商品やサービスの価格表示の方法は、税別表記と総額表示の2種類です。消費税を含まない価格表示が税別表記、含んだ価格表示が総額表示です。それぞれの表示方法には、メリットとデメリットがあります。

税別表記については、販売者にとって「消費税が変わっても価格表示を変えなくていい」「価格を安く見せられる」という点がメリットです。一方、消費者からすると「支払う金額がわかりにくい」「価格の比較がしにくい」などのデメリットがあります。

総額表示は、「実際に支払う金額が明確」「価格を比較しやすい」など、主に消費者にメリットのある表示方法です。しかし、消費者が高いと感じて買い控えするなど、販売者にとってはデメリットになる可能性もあります。

税別表記の禁止と総額表示の完全義務化

2021年4月1日より総額表示が完全義務化され、税別表記だけの価格表示は禁止されました。消費税導入により税別表記と総額表示の2種類の価格が併存することになり、消費者が誤解しないように法律で価格の表示方法が定められています。

総額表示の義務化は2004年4月1日です。しかし、消費税の引上げ(3%→5%→8%→10%)が続き、その度に表示価格を変更する手間やコストが想定されました。対策として、2013年10月1日から2021年3月31日の間、総額表示しないことを認める「消費税転嫁対策特別措置法」が生まれました。

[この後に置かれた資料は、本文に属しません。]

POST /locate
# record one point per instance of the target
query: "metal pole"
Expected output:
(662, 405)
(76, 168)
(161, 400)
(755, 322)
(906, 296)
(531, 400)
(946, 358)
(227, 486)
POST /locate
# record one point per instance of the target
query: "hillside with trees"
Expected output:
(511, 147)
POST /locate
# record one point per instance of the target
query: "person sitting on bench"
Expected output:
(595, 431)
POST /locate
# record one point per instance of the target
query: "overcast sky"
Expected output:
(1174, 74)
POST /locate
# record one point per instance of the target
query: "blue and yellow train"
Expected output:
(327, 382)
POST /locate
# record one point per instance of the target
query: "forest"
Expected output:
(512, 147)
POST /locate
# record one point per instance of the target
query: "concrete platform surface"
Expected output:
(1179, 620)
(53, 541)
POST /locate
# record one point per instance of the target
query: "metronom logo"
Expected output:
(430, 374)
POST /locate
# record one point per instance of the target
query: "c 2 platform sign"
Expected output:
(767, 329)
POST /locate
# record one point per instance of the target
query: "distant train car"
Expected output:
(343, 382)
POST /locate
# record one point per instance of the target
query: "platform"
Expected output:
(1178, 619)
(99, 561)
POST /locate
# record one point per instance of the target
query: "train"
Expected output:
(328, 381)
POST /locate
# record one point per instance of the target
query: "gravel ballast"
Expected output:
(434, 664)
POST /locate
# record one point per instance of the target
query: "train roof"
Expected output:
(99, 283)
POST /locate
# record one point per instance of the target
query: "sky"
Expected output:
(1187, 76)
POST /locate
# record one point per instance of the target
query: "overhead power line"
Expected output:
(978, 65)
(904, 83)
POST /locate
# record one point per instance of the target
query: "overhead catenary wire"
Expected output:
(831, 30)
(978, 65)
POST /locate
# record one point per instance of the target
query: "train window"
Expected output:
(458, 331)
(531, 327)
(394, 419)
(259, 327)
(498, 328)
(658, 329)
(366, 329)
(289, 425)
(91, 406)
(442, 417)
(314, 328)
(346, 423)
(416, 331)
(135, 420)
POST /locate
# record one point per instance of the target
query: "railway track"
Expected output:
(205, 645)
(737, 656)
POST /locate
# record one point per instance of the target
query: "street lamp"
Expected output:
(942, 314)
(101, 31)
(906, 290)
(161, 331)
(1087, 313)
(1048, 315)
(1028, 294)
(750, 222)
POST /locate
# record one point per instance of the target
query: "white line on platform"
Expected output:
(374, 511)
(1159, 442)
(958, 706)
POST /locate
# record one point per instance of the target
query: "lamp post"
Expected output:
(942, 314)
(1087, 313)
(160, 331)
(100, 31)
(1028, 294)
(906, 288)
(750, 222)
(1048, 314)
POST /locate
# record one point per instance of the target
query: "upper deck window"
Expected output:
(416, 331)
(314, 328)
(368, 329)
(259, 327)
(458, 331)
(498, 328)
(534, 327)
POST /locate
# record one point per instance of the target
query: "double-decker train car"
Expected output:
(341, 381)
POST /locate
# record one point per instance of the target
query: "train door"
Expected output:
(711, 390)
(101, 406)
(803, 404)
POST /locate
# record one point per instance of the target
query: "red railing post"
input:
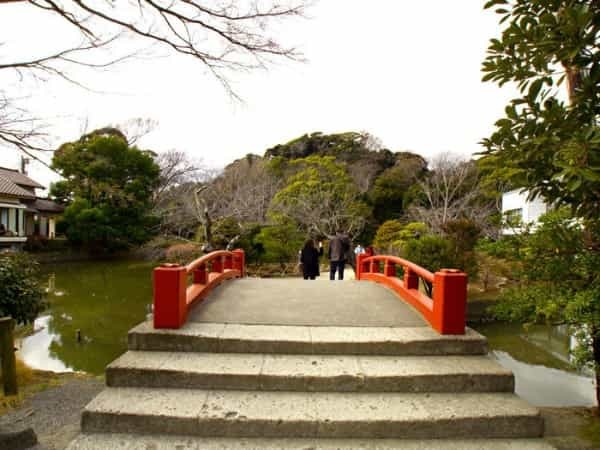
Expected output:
(200, 275)
(170, 307)
(217, 264)
(411, 279)
(374, 266)
(449, 301)
(361, 266)
(389, 269)
(239, 261)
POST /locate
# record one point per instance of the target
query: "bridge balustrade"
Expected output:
(444, 310)
(174, 295)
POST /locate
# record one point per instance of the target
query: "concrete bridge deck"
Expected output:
(291, 301)
(288, 363)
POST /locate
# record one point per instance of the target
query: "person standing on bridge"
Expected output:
(338, 247)
(309, 257)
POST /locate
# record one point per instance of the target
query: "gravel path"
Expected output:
(55, 413)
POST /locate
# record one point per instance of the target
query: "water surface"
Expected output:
(103, 300)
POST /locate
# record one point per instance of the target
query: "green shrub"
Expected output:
(21, 295)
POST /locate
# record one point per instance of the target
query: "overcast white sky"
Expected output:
(406, 71)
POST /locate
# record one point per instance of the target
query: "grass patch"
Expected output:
(29, 381)
(591, 429)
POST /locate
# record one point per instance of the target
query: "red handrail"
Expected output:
(445, 311)
(173, 297)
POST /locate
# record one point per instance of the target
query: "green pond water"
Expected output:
(103, 300)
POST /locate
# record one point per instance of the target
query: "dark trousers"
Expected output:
(339, 266)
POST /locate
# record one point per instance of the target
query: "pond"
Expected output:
(101, 300)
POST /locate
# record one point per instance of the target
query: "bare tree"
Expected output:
(174, 198)
(243, 191)
(452, 191)
(137, 128)
(224, 36)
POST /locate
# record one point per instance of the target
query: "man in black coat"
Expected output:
(309, 257)
(338, 248)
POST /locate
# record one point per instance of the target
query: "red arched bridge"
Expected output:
(439, 297)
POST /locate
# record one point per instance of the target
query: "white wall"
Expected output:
(530, 210)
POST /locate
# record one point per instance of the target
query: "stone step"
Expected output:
(155, 442)
(255, 371)
(236, 338)
(328, 415)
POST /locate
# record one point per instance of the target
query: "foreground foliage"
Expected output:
(21, 295)
(551, 147)
(108, 187)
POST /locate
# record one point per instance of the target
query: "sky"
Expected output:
(405, 71)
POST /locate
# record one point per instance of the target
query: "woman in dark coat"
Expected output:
(309, 257)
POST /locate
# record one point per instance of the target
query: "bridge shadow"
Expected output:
(293, 301)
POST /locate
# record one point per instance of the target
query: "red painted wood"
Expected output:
(170, 308)
(173, 297)
(445, 312)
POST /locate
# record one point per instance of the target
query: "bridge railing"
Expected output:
(444, 310)
(174, 293)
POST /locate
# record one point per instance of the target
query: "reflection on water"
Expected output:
(34, 350)
(102, 300)
(539, 358)
(543, 386)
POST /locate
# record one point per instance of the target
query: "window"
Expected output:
(513, 217)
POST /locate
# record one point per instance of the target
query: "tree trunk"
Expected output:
(596, 350)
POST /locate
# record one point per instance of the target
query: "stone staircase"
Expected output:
(237, 386)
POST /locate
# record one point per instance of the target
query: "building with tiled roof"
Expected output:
(22, 213)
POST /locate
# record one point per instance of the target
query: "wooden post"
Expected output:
(449, 301)
(7, 352)
(170, 302)
(239, 262)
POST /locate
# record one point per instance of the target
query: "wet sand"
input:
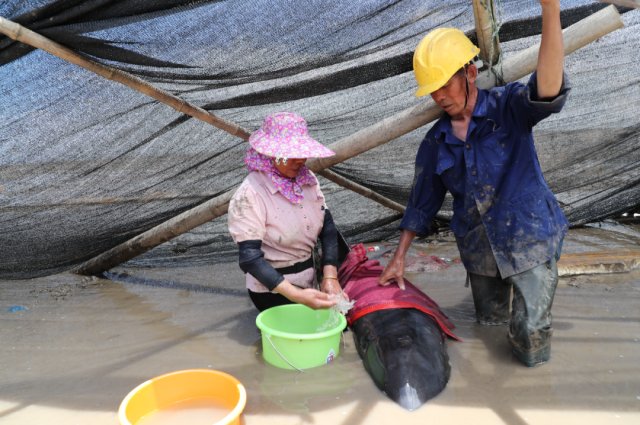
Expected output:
(73, 347)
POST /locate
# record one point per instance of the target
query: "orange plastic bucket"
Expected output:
(177, 395)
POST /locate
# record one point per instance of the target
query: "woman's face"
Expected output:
(291, 168)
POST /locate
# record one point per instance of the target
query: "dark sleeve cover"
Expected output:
(252, 261)
(329, 240)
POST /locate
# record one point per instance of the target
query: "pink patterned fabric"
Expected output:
(285, 135)
(359, 278)
(290, 188)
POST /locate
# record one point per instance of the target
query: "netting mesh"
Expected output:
(87, 163)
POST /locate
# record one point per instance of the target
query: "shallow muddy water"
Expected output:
(73, 347)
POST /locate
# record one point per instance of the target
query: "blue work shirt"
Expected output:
(505, 218)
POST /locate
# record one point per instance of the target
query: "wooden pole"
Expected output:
(575, 36)
(24, 35)
(519, 65)
(484, 13)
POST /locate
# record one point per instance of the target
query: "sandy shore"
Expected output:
(73, 347)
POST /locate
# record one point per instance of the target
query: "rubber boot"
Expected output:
(530, 327)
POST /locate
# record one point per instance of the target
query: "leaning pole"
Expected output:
(576, 36)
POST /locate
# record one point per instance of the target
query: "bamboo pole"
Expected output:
(519, 65)
(483, 12)
(575, 36)
(24, 35)
(578, 35)
(19, 33)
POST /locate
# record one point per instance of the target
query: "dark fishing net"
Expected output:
(86, 163)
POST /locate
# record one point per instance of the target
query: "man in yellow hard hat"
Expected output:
(507, 222)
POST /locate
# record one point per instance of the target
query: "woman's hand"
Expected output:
(310, 297)
(330, 285)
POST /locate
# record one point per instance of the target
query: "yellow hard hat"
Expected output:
(439, 55)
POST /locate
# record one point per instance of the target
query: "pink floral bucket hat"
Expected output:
(285, 135)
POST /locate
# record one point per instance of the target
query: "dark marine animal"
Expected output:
(400, 334)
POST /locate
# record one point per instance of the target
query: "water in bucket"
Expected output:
(192, 412)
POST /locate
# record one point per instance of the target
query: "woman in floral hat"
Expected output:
(277, 215)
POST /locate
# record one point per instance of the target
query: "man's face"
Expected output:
(452, 96)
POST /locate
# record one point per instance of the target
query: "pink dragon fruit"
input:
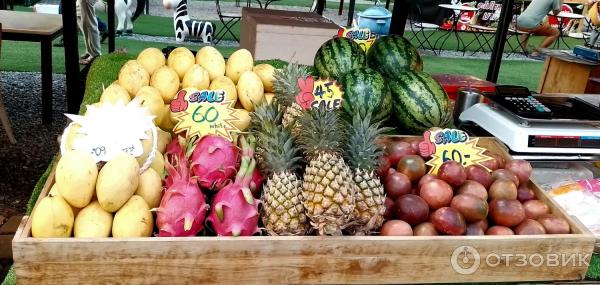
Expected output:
(214, 161)
(256, 182)
(183, 206)
(234, 211)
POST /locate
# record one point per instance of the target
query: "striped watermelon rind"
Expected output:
(338, 56)
(392, 54)
(419, 101)
(365, 91)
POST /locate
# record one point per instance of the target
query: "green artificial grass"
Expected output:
(102, 73)
(24, 56)
(525, 73)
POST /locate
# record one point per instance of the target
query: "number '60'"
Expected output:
(210, 115)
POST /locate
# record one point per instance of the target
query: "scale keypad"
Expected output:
(526, 106)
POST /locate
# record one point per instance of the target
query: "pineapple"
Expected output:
(283, 210)
(328, 188)
(362, 154)
(286, 88)
(265, 120)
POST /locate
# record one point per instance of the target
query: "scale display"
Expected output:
(564, 141)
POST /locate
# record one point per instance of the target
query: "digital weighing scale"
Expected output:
(570, 132)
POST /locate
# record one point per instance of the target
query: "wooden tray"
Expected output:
(298, 260)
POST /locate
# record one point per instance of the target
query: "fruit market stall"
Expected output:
(190, 168)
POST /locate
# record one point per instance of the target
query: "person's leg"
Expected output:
(90, 27)
(550, 32)
(525, 41)
(593, 38)
(101, 25)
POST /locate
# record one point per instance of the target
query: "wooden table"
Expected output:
(35, 27)
(566, 73)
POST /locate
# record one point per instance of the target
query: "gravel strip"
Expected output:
(23, 163)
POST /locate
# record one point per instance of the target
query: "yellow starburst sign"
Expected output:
(204, 113)
(451, 144)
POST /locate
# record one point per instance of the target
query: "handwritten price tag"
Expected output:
(451, 144)
(111, 129)
(204, 113)
(363, 37)
(318, 94)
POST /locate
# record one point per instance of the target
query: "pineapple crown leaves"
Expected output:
(322, 131)
(362, 150)
(265, 118)
(278, 151)
(285, 85)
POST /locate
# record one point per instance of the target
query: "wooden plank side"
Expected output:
(43, 193)
(285, 260)
(301, 260)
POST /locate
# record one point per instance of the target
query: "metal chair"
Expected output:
(229, 20)
(481, 27)
(421, 31)
(3, 114)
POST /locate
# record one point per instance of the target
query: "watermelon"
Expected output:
(392, 54)
(338, 56)
(365, 91)
(419, 101)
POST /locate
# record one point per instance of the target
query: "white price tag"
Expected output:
(111, 129)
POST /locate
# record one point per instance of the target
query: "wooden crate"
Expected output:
(298, 260)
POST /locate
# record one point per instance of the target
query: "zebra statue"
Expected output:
(186, 27)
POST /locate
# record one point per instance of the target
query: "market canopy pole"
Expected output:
(501, 32)
(399, 16)
(351, 12)
(320, 6)
(71, 49)
(111, 25)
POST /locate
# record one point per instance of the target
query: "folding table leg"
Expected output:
(46, 51)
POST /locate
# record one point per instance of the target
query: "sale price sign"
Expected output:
(362, 36)
(451, 144)
(109, 129)
(204, 113)
(322, 93)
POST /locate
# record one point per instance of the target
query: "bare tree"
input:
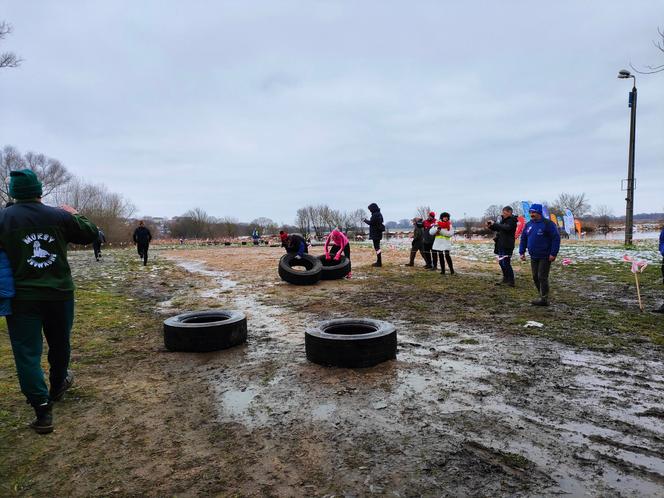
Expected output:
(108, 210)
(8, 59)
(229, 227)
(51, 172)
(659, 45)
(264, 225)
(577, 203)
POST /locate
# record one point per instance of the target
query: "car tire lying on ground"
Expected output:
(334, 270)
(351, 342)
(201, 331)
(311, 274)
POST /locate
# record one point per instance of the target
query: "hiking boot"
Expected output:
(57, 394)
(43, 423)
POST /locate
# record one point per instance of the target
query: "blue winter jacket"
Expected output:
(6, 285)
(541, 238)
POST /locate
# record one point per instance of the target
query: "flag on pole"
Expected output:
(526, 210)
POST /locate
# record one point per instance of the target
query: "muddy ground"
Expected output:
(475, 404)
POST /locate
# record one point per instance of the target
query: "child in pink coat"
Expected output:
(339, 243)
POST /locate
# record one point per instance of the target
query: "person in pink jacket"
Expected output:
(339, 242)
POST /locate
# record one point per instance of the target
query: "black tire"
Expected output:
(311, 275)
(334, 270)
(201, 331)
(351, 342)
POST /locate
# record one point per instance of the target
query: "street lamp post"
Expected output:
(629, 214)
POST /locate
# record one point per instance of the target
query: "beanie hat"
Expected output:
(24, 184)
(537, 208)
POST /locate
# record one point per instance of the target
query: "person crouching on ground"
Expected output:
(294, 244)
(35, 238)
(442, 243)
(504, 242)
(541, 238)
(430, 257)
(340, 244)
(416, 245)
(376, 229)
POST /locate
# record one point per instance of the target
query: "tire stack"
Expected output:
(315, 269)
(351, 342)
(203, 331)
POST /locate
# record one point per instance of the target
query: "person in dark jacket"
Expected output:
(294, 243)
(504, 242)
(416, 245)
(661, 251)
(142, 238)
(35, 238)
(542, 240)
(430, 256)
(96, 245)
(376, 229)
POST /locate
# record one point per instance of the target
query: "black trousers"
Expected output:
(540, 269)
(430, 256)
(142, 249)
(445, 256)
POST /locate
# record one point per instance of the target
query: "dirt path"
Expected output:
(475, 405)
(463, 409)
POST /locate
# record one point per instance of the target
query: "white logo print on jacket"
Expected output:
(40, 258)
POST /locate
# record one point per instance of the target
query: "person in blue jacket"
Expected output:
(661, 251)
(541, 238)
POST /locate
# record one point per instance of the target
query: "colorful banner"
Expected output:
(521, 224)
(569, 222)
(526, 210)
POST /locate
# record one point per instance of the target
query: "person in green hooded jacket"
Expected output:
(35, 238)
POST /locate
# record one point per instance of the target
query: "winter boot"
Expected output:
(542, 301)
(56, 394)
(43, 423)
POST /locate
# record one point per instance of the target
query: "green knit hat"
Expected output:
(24, 184)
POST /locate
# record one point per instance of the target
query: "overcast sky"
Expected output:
(248, 108)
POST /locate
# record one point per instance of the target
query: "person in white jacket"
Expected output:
(442, 232)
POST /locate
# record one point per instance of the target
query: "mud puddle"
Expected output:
(459, 406)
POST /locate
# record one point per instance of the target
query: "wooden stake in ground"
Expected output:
(638, 291)
(637, 267)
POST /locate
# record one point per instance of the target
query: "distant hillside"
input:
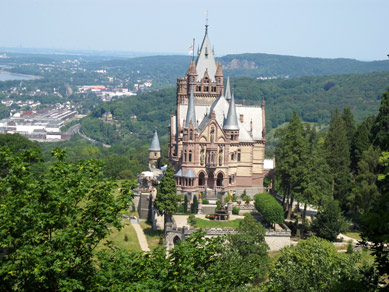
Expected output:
(314, 98)
(164, 70)
(268, 65)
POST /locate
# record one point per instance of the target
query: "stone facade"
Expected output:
(215, 145)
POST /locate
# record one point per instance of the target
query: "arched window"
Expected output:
(212, 135)
(201, 179)
(219, 181)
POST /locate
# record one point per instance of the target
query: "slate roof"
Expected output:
(206, 60)
(191, 113)
(155, 143)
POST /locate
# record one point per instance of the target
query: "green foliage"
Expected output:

ただし、総額表示しない場合は「表示する価格が税込価格であると誤認されないための措置」が取られていることが条件です。

2021年4月1日に特別措置法が終了して総額表示の完全義務化が実現し、同時に税別表記のみの価格表示は法律違反となりました。

企業間取引(BtoB)の場合は税別表記でも問題ない

企業間取引(BtoB)については、価格を税別で記載しても法律違反とはなりません。総額表示の完全義務化の対象は「不特定かつ多数の者(消費者)に対する価格表示」であり、企業(事業者)に対する価格表示には適用されないためです。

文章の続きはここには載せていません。